A kernel function k(x, y) computes an inner product between feature-space mappings of x and y without explicitly computing the mapping:
k(x, y) = <φ(x), φ(y)>
The key benefit (the kernel trick) is that many learning algorithms (SVM, kernel ridge, kernel PCA) only need inner products; a kernel lets us operate in a high (possibly infinite) dimensional feature space implicitly and efficiently.
Common kernel functions
Kernel
Formula
Notes
Linear
k(x,y)=x·y
Equivalent to no mapping; fast, good baseline.
Polynomial
k(x,y)=(α x·y + c)d
Allows interactions up to degree d.
RBF / Gaussian
k(x,y)=exp(-||x-y||² / (2σ²))
Infinite-dimensional; locally sensitive; popular.
Sigmoid
k(x,y)=tanh(α x·y + c)
Linked to neural nets; not always positive-definite.

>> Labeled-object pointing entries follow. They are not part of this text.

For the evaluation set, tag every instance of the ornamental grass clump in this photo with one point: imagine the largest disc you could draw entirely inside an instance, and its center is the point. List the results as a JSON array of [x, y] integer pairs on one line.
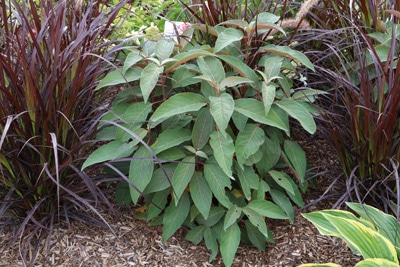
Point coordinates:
[[51, 57], [365, 120]]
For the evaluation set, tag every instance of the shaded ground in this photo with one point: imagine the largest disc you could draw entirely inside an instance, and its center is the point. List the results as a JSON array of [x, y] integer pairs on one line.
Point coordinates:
[[137, 244]]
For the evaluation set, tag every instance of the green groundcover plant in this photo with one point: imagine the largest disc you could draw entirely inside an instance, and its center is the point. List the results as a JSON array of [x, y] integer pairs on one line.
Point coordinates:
[[374, 235], [203, 137]]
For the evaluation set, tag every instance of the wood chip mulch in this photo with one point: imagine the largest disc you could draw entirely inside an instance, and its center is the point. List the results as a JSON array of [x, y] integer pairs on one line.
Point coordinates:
[[137, 244]]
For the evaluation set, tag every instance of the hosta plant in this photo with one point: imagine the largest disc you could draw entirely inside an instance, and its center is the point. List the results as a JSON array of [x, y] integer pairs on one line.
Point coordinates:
[[50, 63], [374, 235], [204, 138]]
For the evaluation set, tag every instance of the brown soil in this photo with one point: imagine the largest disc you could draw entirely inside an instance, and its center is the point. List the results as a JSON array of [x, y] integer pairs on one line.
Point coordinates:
[[137, 244]]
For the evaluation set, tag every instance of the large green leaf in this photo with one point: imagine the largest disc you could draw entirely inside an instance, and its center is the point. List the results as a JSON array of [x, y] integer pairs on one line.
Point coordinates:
[[272, 68], [202, 128], [267, 208], [149, 78], [182, 176], [239, 120], [158, 202], [164, 49], [196, 234], [386, 224], [230, 239], [132, 118], [278, 118], [232, 81], [223, 149], [201, 194], [221, 108], [248, 179], [231, 216], [257, 220], [255, 110], [282, 179], [214, 216], [161, 178], [171, 138], [286, 51], [252, 109], [218, 181], [110, 151], [368, 242], [175, 216], [140, 172], [248, 142], [240, 67], [255, 236], [177, 104], [187, 56], [227, 37], [271, 150], [298, 112], [296, 157], [118, 76], [323, 225], [183, 77]]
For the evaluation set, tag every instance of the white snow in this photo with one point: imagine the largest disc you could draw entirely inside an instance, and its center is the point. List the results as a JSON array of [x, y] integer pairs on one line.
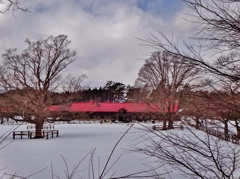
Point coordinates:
[[27, 156], [24, 157]]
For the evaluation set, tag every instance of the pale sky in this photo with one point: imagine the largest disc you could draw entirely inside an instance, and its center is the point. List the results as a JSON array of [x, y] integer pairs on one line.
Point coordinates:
[[103, 32]]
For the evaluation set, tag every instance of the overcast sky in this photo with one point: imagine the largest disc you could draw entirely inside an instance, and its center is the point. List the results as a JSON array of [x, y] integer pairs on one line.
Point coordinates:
[[103, 32]]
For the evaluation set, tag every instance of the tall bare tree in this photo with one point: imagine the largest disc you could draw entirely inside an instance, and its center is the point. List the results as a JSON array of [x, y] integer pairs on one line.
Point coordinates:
[[12, 5], [30, 78], [164, 76]]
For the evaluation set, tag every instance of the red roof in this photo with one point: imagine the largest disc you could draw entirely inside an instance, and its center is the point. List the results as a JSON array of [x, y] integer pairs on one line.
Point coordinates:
[[115, 107]]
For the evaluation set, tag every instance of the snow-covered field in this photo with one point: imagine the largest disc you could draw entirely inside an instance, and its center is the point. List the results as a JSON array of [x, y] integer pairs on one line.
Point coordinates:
[[87, 146], [25, 156]]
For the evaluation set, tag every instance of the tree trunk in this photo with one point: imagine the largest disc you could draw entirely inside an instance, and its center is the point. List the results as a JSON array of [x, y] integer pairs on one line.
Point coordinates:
[[226, 129], [170, 121], [164, 124], [237, 128], [39, 127], [197, 123]]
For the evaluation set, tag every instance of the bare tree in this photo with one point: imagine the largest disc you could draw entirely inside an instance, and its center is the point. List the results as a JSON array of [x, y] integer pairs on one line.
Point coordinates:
[[30, 78], [216, 28], [164, 75], [12, 5]]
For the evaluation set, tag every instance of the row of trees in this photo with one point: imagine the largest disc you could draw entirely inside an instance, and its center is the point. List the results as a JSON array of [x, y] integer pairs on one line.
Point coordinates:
[[203, 88]]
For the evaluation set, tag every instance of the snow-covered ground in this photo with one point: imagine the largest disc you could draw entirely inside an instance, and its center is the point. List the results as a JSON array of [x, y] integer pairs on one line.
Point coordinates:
[[25, 156], [53, 158]]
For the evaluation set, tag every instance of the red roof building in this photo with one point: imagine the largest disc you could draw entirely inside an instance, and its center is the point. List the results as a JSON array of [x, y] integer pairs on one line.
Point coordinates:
[[119, 111]]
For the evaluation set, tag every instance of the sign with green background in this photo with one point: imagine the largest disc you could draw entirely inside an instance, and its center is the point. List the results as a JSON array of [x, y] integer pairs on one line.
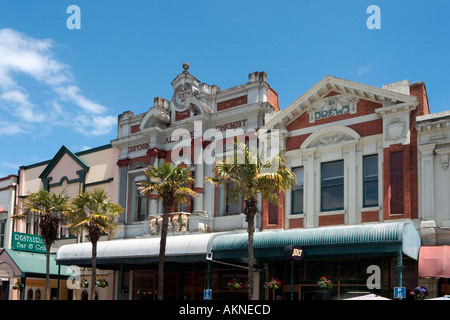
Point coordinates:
[[28, 242]]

Properties required for valid kernels
Symmetry: k(x,y)=k(y,x).
Positive semidefiniteness: For any finite set {x₁,...,x_n}, the kernel matrix K with Kᵢⱼ=k(xᵢ,xⱼ) must be positive semidefinite (all eigenvalues ≥0). This is Mercer's condition.
Closure properties: Sums, products, and limits of valid kernels are valid kernels.
Example: Polynomial kernel (simple)
Let x=[x₁,x₂], y=[y₁,y₂], choose d=2, c=1:
k(x,y) = (x·y + 1)² = (x₁y₁ + x₂y₂ + 1)²
This equals the dot product in a 6-dimensional feature space consisting of squared and cross terms — but we avoid computing φ(x) explicitly.
Machine learning usage
SVM: Replace x·y by k(x,y) in the dual formulation to learn nonlinear boundaries.
Kernel PCA: Compute principal components from the kernel matrix to perform nonlinear dimensionality reduction.
Kernel ridge regression: Solve ridge regression in feature space via kernel matrices.
Part B — Norms in Linear Algebra
A norm is a function that assigns a non-negative length or size to vectors (and matrices). Norms satisfy: positivity, scalability, and triangle inequality.